When a loved one has a terminal illness and you’re forced to start preparing for their death, it can feel overwhelming. Where do you begin when getting ready for the loss of a loved one? Reading our article on How to Prepare for the Death of a Loved One may help.
Anticipatory grief – what it means
When you find out that a person you love is suffering from a terminal illness, you may begin to grieve deeply before they pass. This feeling is called anticipatory grief. For some people, the grief they experience when preparing for the death of a loved one is worse than that after it actually happens.

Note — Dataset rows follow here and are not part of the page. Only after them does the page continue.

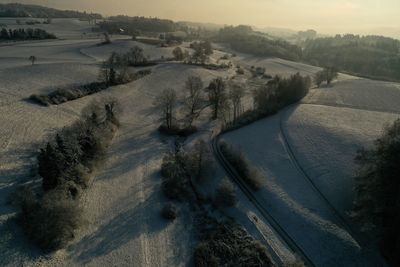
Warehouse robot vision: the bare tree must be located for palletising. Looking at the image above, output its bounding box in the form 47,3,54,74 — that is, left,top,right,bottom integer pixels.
184,76,207,126
185,139,214,182
103,32,111,44
207,78,227,120
324,67,338,85
229,84,245,122
29,56,37,66
154,88,177,129
172,46,184,61
99,52,118,85
314,70,326,88
126,46,147,66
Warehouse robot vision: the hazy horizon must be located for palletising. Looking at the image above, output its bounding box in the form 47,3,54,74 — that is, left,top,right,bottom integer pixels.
0,0,400,38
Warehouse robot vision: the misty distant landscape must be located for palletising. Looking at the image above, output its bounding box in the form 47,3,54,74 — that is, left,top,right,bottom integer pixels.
0,0,400,267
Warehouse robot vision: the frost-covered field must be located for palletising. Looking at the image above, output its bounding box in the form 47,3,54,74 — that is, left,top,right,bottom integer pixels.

This phase can be a difficult time which can bring about a range of emotions. Some of these include denial, sorrow, guilt, anger and sadness. Anticipatory grief does not affect everyone, but it’s important to understand that experiencing a range of different and sometimes confusing emotions during this time is a natural part of the grieving process.
Talking to close family and friends can help. Joining support groups either online or face to face can help you develop coping strategies, too.
Saying goodbye to the person you love
When someone close to you is terminally ill, talking about death becomes unavoidable. Not every dying person will feel ready to talk about their own death, and bringing up the topic yourself may be extremely painful. However, for some, talking is incredibly helpful.
Offering reassurance that you’ll be there no matter what can be comforting for your loved one. Equally important is offering a space where they can share stories and memories, and enjoy welcome distractions from their worries. For some people, giving them a chance to talk through their fears and share the complexities of how they feel about what’s happening to them, and the effect it will have on those they leave behind, is what they need the most.
We often become so wrapped up in our day to day lives that we don’t say all the things we’d like to say to each other. But when a friend or family member is dying, sharing your true feelings with them suddenly becomes urgent. Sometimes, saying all those things you’ve avoided can help to bring lasting peace to your relationship at a critical time.
Creating cherished memories
When someone close to you is terminally ill it can be a good idea to create lasting positive memories by organising something special to celebrate their life. This doesn’t have to be huge or expensive. For example, it can be as simple as spending time together at a gathering with family members and close friends, or organising a mini-break to somewhere that they’ve always wanted to visit, or that means a lot to them. A day trip to one of their favourite places might also be appropriate, or doing something that you’ve always enjoyed together.
Your loved one may have made a list of things they’d like to do. Talk to them and find out, and help them fulfil their last wishes.
Talking to friends and family
When it comes to feeling prepared for the loss of a loved one, there are many strategies that can be helpful, but it will be difficult no matter what. Part of this preparation may be telling your family and close friends on behalf of the dying person.
This may feel daunting at first, but telling family and friends can actually be helpful. Sharing the burden that the certain death of a loved one can bring may help to lighten some of the emotional load.